What is the Musée de Montmartre?

Museé de Montmartre

ActuaLitté, CC BY-SA 2.0, via Wikimedia Commons


Musée de Montmartre is a charming art gallery and museum in Paris that captures the spirit of Montmartre with works by leading figures of the Belle Époque.


Musée de Montmartre History


Wandering through the cobbled streets of Montmartre, you will have noticed the traces of its rural past. The old windmills played a central role in the economy of what was until the mid-19th century a village. They were painted (from all angles) by one of Montmartre’s most famous inhabitants, Vincent Van Gogh. Another landmark is harder to spot: the crowded cemetery at Montmartre was fashioned out of an abandoned quarry, which supplied the city with the gypsum used to make plâtre de Paris (or Plaster of Paris).


Montmartre also boasts a small but charming vineyard, just round the corner from this museum. These vines were planted in the 1930s to prevent the land from being redeveloped: under French law vineyards are fiercely protected. But up until Montmartre’s absorption into Paris in the 19th century there had been vineyards here that dated from the Middle Ages. They rapidly disappeared when the area was incorporated into the city of Paris. The New York Times once described Montmartre wine as the ‘most expensive bad wine in the city’. You’ve been warned, but if you’re feeling flush you can decide for yourself.
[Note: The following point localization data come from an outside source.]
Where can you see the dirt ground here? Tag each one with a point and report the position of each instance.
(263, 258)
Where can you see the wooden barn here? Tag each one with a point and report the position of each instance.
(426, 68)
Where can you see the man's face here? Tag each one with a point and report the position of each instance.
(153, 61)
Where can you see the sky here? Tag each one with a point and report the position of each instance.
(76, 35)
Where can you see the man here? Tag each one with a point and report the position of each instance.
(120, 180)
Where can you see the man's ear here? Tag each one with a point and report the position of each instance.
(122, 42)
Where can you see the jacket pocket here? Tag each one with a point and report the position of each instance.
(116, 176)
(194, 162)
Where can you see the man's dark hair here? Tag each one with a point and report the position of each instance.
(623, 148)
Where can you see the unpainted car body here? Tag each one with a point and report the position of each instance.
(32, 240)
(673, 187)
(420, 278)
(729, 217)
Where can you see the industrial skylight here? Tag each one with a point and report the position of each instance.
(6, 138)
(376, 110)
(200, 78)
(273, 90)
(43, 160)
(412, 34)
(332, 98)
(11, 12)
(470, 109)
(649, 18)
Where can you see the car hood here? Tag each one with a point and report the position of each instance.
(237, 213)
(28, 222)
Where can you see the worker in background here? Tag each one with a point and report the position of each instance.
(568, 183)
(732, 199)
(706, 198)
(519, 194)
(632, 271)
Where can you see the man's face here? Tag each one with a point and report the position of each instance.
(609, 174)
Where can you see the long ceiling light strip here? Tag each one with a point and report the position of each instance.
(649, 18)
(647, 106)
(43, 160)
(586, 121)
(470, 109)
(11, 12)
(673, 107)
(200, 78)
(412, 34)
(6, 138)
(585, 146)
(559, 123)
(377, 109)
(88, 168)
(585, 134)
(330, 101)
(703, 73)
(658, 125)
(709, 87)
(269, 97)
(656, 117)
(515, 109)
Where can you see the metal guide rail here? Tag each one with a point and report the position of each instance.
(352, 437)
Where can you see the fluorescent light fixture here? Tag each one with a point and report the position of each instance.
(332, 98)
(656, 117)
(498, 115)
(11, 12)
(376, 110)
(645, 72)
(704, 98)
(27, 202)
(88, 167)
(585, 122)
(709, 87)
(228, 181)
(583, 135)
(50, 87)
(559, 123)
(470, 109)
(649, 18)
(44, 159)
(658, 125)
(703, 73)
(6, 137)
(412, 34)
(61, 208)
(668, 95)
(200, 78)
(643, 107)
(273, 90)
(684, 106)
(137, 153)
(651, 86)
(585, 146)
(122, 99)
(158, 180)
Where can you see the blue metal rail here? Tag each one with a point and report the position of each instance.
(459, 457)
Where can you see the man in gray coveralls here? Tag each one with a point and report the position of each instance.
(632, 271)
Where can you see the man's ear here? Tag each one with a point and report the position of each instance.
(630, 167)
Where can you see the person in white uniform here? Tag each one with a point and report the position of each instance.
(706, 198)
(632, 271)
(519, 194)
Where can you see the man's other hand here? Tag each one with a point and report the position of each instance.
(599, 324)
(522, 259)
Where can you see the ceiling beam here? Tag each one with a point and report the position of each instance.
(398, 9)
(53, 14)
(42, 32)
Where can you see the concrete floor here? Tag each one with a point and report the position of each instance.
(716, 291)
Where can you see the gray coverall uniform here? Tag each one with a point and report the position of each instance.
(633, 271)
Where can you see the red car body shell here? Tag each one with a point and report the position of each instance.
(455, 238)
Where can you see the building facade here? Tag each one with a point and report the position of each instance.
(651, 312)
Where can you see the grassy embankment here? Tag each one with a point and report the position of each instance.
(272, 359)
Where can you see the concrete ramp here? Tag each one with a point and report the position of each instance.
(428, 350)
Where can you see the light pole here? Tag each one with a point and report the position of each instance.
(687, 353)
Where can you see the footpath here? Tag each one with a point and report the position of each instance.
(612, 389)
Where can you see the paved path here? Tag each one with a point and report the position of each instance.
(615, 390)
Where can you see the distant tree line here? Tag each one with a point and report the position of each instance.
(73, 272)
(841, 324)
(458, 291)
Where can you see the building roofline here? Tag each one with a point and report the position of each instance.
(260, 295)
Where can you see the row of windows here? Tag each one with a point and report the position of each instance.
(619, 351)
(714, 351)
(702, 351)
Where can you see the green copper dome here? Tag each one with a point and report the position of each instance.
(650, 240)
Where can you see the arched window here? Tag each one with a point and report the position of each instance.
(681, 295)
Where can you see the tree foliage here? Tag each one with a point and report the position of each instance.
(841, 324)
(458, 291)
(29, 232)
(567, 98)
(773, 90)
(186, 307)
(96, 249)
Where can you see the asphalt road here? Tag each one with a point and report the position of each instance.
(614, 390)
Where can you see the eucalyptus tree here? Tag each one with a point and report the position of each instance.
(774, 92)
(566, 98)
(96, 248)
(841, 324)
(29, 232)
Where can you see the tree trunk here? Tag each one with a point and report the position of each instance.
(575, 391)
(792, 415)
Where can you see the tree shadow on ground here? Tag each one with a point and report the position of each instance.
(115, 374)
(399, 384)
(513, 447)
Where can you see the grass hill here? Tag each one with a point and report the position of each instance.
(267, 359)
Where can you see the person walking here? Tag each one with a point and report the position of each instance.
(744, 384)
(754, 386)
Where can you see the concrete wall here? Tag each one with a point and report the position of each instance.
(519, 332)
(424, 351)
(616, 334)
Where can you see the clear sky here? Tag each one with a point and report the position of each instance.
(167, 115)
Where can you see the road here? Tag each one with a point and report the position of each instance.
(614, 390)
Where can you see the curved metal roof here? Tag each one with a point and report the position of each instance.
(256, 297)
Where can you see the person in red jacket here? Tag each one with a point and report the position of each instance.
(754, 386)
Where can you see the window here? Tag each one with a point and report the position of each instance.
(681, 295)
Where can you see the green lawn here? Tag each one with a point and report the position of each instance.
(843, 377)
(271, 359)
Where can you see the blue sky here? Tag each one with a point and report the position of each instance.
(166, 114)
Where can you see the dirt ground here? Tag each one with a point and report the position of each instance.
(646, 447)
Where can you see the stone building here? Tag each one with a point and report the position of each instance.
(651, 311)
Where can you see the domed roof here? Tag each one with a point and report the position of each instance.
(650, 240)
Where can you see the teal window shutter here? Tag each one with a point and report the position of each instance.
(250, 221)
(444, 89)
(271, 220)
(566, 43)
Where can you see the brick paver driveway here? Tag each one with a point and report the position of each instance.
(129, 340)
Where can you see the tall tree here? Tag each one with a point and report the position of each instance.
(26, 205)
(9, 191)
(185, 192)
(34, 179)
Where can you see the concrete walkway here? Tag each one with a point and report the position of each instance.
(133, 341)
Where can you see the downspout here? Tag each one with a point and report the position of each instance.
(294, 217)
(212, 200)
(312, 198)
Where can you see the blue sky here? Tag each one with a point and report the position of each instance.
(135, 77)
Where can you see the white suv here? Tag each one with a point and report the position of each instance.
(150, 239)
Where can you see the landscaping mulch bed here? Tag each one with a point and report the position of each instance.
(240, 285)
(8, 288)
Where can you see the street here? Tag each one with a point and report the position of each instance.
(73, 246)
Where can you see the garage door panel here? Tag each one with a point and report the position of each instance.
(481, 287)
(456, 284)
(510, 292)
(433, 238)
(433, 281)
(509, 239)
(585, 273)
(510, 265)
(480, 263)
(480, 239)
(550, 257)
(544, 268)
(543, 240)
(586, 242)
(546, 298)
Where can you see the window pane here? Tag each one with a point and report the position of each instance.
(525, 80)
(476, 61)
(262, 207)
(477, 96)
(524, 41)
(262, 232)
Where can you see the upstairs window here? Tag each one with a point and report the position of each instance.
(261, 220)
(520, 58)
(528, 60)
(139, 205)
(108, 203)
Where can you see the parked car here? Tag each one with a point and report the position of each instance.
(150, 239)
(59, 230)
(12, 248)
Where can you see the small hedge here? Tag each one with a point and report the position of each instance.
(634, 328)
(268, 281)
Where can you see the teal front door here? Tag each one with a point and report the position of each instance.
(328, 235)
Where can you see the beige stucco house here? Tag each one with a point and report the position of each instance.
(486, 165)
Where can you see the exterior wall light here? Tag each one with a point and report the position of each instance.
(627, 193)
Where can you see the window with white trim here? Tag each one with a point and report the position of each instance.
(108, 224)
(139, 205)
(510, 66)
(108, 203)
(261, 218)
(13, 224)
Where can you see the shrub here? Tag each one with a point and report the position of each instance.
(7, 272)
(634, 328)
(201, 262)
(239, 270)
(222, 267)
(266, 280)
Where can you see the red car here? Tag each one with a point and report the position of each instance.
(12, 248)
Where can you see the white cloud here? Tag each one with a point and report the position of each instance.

When Montmartre lay outside Paris, it was exempt from the city’s exorbitant taxes. This made it affordable and attractive to cash-strapped artists and proprietors of bars and clubs. Artists were also drawn to Montmartre’s rustic scenery and the quality of the light (since it was above the smoke of the city). Their presence helped create the legend of Montmartre as a socialist, bohemian artistic haven. The Musée de Montmartre perfectly captures the charm and joie de vivre of the area, with its collection of vibrant works from a generation of local artists that embraced new and ambitious forms of art and expression.


The museum building, the elegant Maison du Bel Air, is over three centuries old and is one of the oldest in the area. It’s closely associated with the artists of the Belle Époque. In the 1870s, it was occupied by Impressionist painter Pierre-Auguste Renoir. It was here that Renoir produced many of his masterpieces, including La Balançoire (or ‘The Swing’) and Bal du Moulin de la Galette (or ‘Dance at Le Moulin de la Galette’), both of which now live in the Musée d’Orsay.


In 1912, Suzanne Valadon moved into the apartment studio with her husband and son. Unlike her fellow artists, Valadon was a Montmartre native, having moved here as a child. Her mother was an unmarried laundress seeking a fresh start in Paris; she chose Montmartre because it reminded her of their provincial town outside Limoges.


Valadon was a free spirit: she kept two cats in her apartment, whom she described as ‘good Catholics’ and fed caviar on Fridays, as well as a goat, who ate any art that she wasn’t pleased with. She joined the circus as a trapeze artist at the age of 14, until she suffered a devastating back injury six months later. She then began working as an artist’s model and taught herself how to draw in pastels. Her drawings caught the eye of Edgar Degas, who encouraged her to paint in oils, and became a close friend and mentor. Valadon became a respected artist, her paintings providing a much-needed female perspective on the female body within modernist art. Valadon died as she had lived - she suffered a stroke while painting at her easel, in 1938.